American record label executive (1902–1968)

Bess Berman (July 14, 1902 – August 8, 1968) was an American record label executive. With her husband Isaac "Ike" Berman, Herman "Hy" Siegel and Sam Schneider, she set up Apollo Records, an independent label notable for its promotion of gospel and R&B musicians, in New York City in 1944.

== Biography ==
She was born Bessie Merenstein in New York, the fourth of seven children of Emma (né Raylies of Austria) and Louis Merenstein (né Yeuda-Leib of Courland, Latvia (Note: The Rabbi of Geldingen certified, that from Noka Mirninshtein and his wife had the following children:

1. Son Geneja born on 18 March 1875. Registered in the book of births under the number 9.
2. Israil-Maer born 17 october 1874. Registered in the book of births under the number 39.
3. Yeuda-Leib born 29 September 1876. Registered in the book of births under the number 42.

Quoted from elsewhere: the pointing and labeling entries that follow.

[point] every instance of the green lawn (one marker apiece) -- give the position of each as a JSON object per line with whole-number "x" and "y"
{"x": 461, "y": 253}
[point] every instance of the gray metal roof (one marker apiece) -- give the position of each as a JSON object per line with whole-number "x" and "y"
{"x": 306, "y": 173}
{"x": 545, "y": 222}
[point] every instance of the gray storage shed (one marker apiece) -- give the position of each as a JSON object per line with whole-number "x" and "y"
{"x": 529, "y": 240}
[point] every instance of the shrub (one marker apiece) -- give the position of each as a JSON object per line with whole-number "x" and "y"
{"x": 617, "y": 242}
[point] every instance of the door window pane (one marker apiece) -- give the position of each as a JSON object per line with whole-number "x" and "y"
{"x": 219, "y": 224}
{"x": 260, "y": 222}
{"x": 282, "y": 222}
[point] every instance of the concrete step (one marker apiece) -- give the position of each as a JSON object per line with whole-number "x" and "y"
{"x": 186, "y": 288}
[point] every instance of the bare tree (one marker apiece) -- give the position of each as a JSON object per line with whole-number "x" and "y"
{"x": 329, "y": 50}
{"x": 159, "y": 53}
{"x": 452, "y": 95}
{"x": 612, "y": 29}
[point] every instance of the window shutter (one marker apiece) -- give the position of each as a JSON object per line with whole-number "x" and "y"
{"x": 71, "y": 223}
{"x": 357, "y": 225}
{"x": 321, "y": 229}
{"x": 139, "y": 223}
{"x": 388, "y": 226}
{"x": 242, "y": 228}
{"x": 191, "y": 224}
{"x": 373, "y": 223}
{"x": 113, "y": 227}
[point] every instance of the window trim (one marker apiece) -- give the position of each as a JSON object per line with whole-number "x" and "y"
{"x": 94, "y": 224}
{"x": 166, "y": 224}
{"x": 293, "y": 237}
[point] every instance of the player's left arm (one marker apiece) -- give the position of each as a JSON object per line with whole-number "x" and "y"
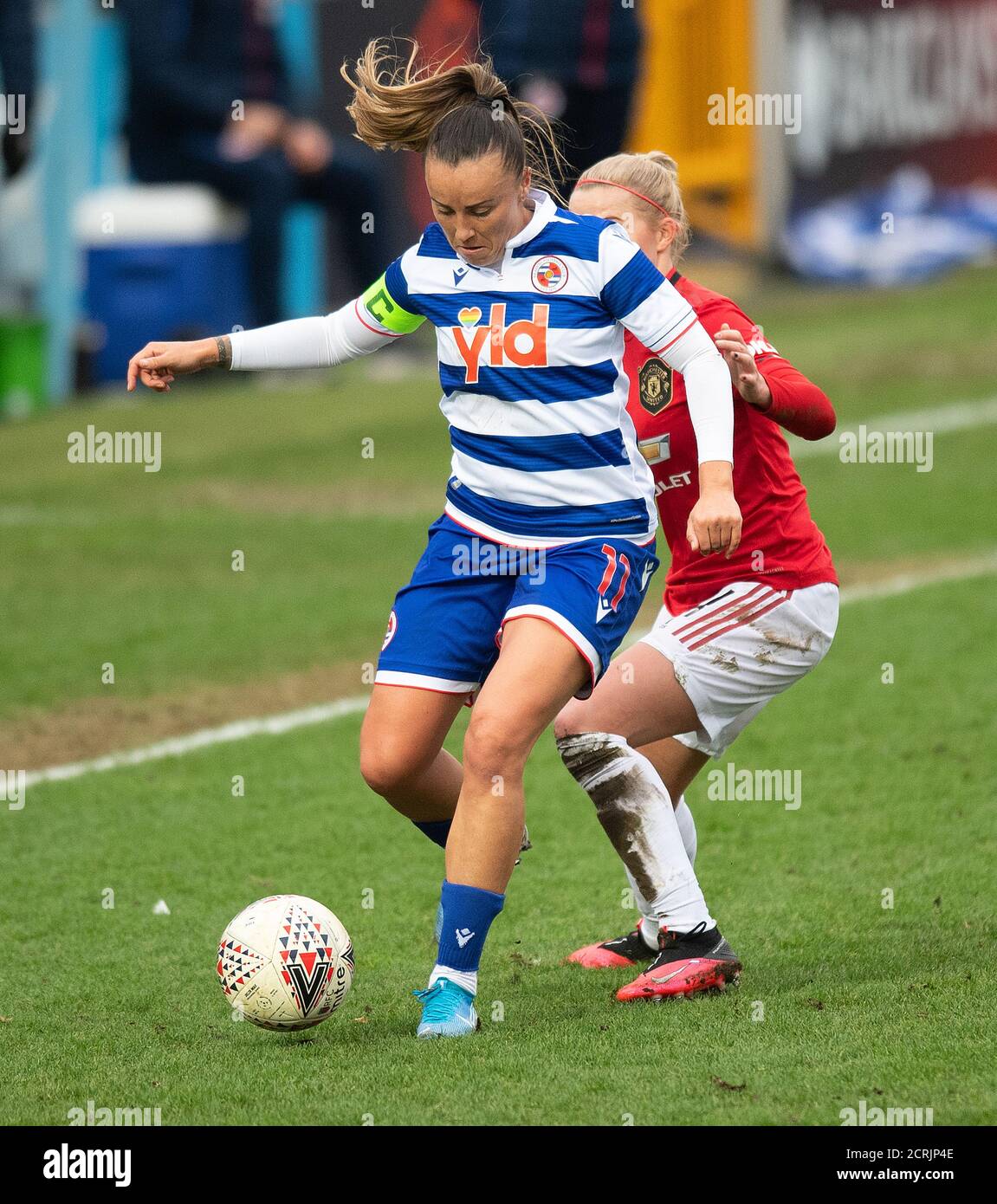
{"x": 639, "y": 298}
{"x": 768, "y": 382}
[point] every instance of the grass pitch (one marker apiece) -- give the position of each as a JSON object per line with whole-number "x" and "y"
{"x": 843, "y": 999}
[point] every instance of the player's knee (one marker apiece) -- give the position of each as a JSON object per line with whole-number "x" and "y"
{"x": 494, "y": 747}
{"x": 386, "y": 771}
{"x": 570, "y": 719}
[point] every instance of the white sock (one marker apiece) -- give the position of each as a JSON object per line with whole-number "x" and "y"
{"x": 649, "y": 926}
{"x": 636, "y": 811}
{"x": 468, "y": 979}
{"x": 688, "y": 829}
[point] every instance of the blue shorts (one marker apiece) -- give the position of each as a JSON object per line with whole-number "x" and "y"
{"x": 446, "y": 627}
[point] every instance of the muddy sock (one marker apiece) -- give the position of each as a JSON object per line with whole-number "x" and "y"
{"x": 636, "y": 812}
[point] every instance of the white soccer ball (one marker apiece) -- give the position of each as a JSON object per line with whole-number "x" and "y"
{"x": 286, "y": 962}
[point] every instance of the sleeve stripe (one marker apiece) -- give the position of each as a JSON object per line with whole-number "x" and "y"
{"x": 632, "y": 284}
{"x": 665, "y": 348}
{"x": 377, "y": 330}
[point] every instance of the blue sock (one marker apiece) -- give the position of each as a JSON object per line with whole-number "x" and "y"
{"x": 468, "y": 916}
{"x": 436, "y": 830}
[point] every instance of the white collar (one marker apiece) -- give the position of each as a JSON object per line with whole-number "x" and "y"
{"x": 543, "y": 210}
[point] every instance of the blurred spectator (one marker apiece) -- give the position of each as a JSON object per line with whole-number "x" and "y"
{"x": 210, "y": 101}
{"x": 17, "y": 68}
{"x": 577, "y": 59}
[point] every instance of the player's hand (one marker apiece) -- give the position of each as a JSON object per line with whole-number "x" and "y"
{"x": 158, "y": 364}
{"x": 715, "y": 522}
{"x": 741, "y": 363}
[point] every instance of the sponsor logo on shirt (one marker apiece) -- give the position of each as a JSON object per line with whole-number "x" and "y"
{"x": 657, "y": 450}
{"x": 675, "y": 482}
{"x": 521, "y": 345}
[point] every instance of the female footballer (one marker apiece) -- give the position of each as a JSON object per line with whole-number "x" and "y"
{"x": 735, "y": 630}
{"x": 530, "y": 305}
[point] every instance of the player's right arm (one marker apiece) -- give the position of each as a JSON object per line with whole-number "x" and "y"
{"x": 361, "y": 327}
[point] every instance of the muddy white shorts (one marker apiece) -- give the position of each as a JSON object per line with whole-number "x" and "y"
{"x": 734, "y": 653}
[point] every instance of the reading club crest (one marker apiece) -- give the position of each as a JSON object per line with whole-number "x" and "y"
{"x": 549, "y": 275}
{"x": 655, "y": 382}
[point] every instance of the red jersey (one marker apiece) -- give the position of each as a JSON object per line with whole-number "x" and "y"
{"x": 780, "y": 541}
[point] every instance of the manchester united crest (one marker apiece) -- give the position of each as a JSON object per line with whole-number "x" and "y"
{"x": 655, "y": 380}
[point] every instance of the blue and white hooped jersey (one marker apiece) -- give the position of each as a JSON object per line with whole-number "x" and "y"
{"x": 531, "y": 366}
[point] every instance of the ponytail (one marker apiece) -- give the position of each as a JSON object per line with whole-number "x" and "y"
{"x": 451, "y": 113}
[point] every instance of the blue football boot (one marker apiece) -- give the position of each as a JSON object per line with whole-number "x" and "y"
{"x": 448, "y": 1010}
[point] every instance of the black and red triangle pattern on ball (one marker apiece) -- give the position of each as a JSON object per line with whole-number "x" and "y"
{"x": 236, "y": 965}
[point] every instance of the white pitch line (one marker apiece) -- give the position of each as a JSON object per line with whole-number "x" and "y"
{"x": 178, "y": 746}
{"x": 962, "y": 416}
{"x": 275, "y": 725}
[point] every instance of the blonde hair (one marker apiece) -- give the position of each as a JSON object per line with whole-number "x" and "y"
{"x": 451, "y": 113}
{"x": 653, "y": 181}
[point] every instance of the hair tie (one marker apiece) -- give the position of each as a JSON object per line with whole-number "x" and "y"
{"x": 612, "y": 183}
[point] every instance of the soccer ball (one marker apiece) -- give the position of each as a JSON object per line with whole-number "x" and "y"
{"x": 286, "y": 962}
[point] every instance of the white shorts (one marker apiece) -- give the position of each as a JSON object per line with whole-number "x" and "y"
{"x": 738, "y": 649}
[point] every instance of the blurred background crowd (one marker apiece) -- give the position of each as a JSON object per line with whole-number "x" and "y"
{"x": 173, "y": 167}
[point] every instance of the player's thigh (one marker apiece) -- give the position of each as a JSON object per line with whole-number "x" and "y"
{"x": 676, "y": 763}
{"x": 638, "y": 698}
{"x": 402, "y": 732}
{"x": 537, "y": 670}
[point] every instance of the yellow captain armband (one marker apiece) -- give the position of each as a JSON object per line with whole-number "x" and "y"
{"x": 382, "y": 307}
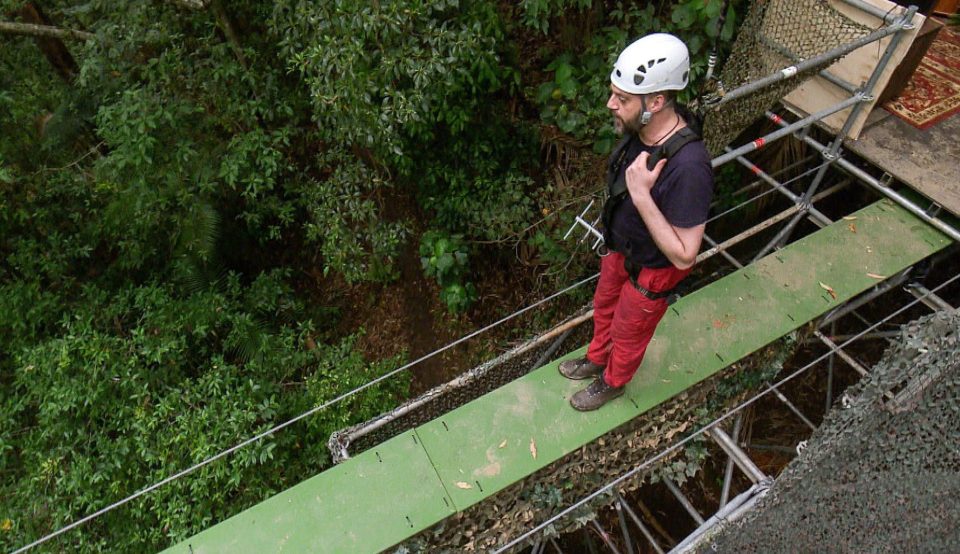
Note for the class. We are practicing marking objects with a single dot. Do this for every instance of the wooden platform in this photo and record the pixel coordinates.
(410, 482)
(926, 161)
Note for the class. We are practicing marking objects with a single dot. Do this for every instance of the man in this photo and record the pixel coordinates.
(654, 219)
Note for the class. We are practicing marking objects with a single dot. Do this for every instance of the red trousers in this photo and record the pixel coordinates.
(624, 319)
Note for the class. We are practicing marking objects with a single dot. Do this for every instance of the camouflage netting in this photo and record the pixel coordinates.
(522, 506)
(774, 35)
(882, 474)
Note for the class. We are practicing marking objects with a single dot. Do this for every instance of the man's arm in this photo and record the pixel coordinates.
(679, 244)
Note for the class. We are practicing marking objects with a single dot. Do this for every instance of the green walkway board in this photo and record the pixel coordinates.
(363, 505)
(487, 442)
(471, 453)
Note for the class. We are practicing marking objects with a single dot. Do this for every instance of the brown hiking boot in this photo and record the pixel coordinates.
(580, 368)
(594, 396)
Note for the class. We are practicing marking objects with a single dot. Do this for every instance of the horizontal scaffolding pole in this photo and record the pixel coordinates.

See :File:Mirninshtein Birth Certificate.jpg.)), who were Jewish immigrants. It is likely her parents fled the uncertainty of pogroms in Europe in search of a better life in the United States where they met and married. Her father drove a beer truck and was later a hat maker; her mother was a housewife. Berman worked as an office clerk and manicurist before marrying vending machine salesman Ike Berman (né Behrman, May 16, 1897-February 5, 1956) in 1926. Ike had two children from a previous marriage: Harriet Berman Merenstein (who in 1936 married Bess' younger brother Charles Merenstein, a co-writer of the song Handy Man); and Jack Berman.

They set up Apollo Records in 1944, and she became the driving force behind its development, particularly in recruiting star performers including Mahalia Jackson, Champion Jack Dupree, The "5" Royales, Wynonie Harris, The Larks, and Solomon Burke. She took sole control of the business in 1948, while her husband ran an associated record pressing plant. According to songwriter Doc Pomus, she was "very tough... a very strong, aggressive woman." When she gave up the business after becoming ill in 1954, Cash Box described her as "the only woman ever able to break through with outstanding success in the male-dominated recording industry."

She died in 1968, although some sources give a date in 1997. Her nephew is the record producer and executive Lewis Merenstein.